Pour remédier à la situation, en plus d’assurer la sécurité des producteurs sur les routes haïtiennes, selon l’agronome, l’agriculture doit être considérée pour sa multifonctionnalité de pourvoyeur d’aliments mais aussi comme générateur d’activités économiques et sociales largement disséminées dans l’espace haïtien.

Se basant sur les recherches de la Coordination nationale de la sécurité alimentaire (CNSA), de la Banque mondiale, et de l’Organisation des Nations unies pour l’alimentation et l’agriculture (FAO), de Fred Dura, entre autres, M. Dorisca expose la situation de ce secteur d’activité et affirme qu’il est inconcevable que le secteur agricole soit autant méprisé par les décideurs.

Dans certaines régions du pays, l’autoconsommation ne représente que 30% de l’approvisionnement alimentaire pour les ménages les plus aisés. L’agronome se montre d’autant plus critique à l’endroit des décideurs en comparant les chiffres des décennies de 1970 et de 1980.

En 1981, fait-il savoir, les importations agroalimentaires participaient à hauteur de 19% dans le bilan alimentaire global et l’offre agroalimentaire nationale couvrait plus de 50 % des besoins alimentaires du pays jusque dans les années 1980. En 2012, se désole l’agronome, la consommation alimentaire de riz est satisfaite à plus de 80% par les importations, les œufs (96%), la viande de volailles (94%) et pour le lait et ses produits dérivés (65%).

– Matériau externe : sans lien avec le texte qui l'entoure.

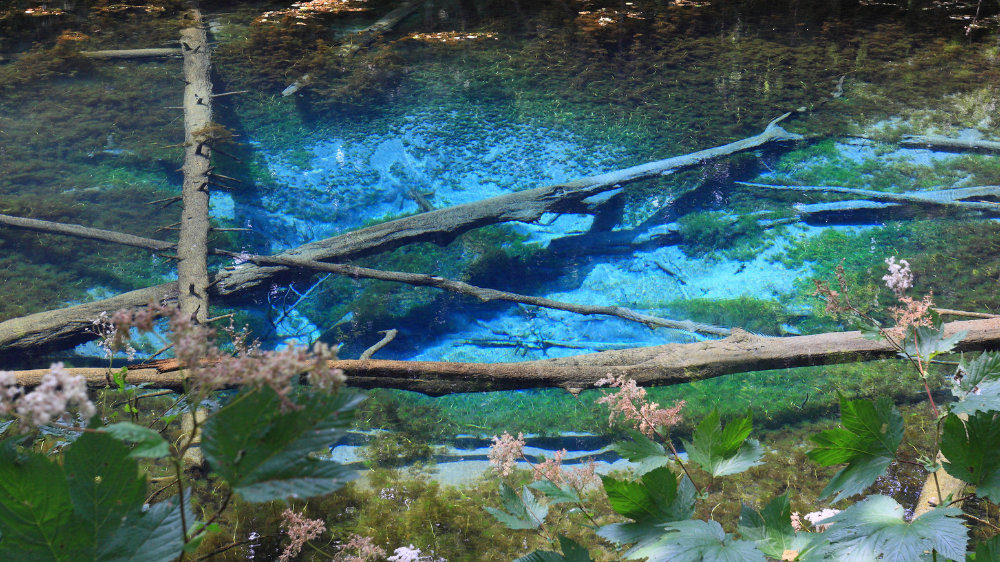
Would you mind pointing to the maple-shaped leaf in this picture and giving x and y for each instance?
(724, 451)
(876, 530)
(867, 442)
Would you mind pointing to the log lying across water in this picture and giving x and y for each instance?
(649, 366)
(66, 327)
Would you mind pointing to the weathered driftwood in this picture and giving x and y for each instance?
(360, 39)
(64, 327)
(948, 143)
(486, 295)
(133, 53)
(87, 233)
(649, 366)
(944, 197)
(192, 244)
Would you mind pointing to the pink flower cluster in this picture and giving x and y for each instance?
(210, 369)
(505, 452)
(631, 404)
(900, 278)
(359, 549)
(300, 530)
(577, 478)
(57, 391)
(912, 313)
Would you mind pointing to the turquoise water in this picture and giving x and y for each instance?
(462, 103)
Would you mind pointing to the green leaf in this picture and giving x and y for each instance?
(929, 342)
(556, 494)
(266, 454)
(148, 443)
(642, 450)
(524, 511)
(103, 483)
(696, 541)
(36, 513)
(972, 448)
(867, 442)
(988, 551)
(875, 529)
(724, 451)
(153, 536)
(670, 503)
(771, 528)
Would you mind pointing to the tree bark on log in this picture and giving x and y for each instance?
(192, 244)
(649, 366)
(948, 143)
(88, 233)
(65, 327)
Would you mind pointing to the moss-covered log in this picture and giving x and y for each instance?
(64, 327)
(649, 366)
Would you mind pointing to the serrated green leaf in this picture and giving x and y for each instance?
(972, 448)
(36, 512)
(867, 442)
(647, 528)
(151, 536)
(696, 541)
(556, 494)
(148, 443)
(875, 530)
(525, 512)
(929, 342)
(854, 478)
(771, 528)
(104, 485)
(642, 450)
(721, 452)
(572, 551)
(970, 374)
(266, 454)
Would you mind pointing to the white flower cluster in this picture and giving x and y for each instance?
(411, 554)
(900, 278)
(57, 391)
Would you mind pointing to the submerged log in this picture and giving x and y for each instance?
(948, 143)
(133, 53)
(649, 366)
(944, 197)
(65, 326)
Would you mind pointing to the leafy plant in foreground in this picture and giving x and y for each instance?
(89, 503)
(666, 511)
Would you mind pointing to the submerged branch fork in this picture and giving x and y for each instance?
(649, 366)
(486, 295)
(65, 327)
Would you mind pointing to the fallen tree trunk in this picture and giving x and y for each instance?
(944, 197)
(486, 295)
(88, 233)
(948, 143)
(192, 243)
(133, 53)
(64, 327)
(649, 366)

En 2022, la situation n’a guère évolué dans le bon sens. Aucune décision pour protéger la production locale. Tandis que les dispositions des accords signés entre l’OMC, les pays moins avancés (PMA) ont la possibilité de fixer un plafond tarifaire élevé pour les produits alimentaires de base, les autorités haïtiennes, poursuit l’agronome, sont donc allées au-delà des règles de ces accords (De La Cruz, 2002), passant ainsi à une « politique de non-protectionnisme » et devenant le pays le plus pauvre et le plus libéral de l’Amérique.

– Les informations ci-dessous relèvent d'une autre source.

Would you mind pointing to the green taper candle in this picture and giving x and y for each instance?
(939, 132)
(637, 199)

Mais tout n’est pas perdu. On peut encore remédier à cette situation. Pour cela, il faut des politiques publiques adaptées prenant en compte le développement de cette branche d’activité. « Globalement on peut dire qu’il y a une disponibilité d’au moins 214 millions de dollars de la Coopération internationale pour investir dans le secteur agricole-agro-industrie- agroalimentaire dans le pays », affirme M. Dorisca. Cependant, sans une vision claire et une décantation claire entre l’agriculture familiale et l’agriculture d’entreprise, le processus de décapitalisation des exploitations agricoles va continuer et l’ICAE du secteur agricole continuera de chuter.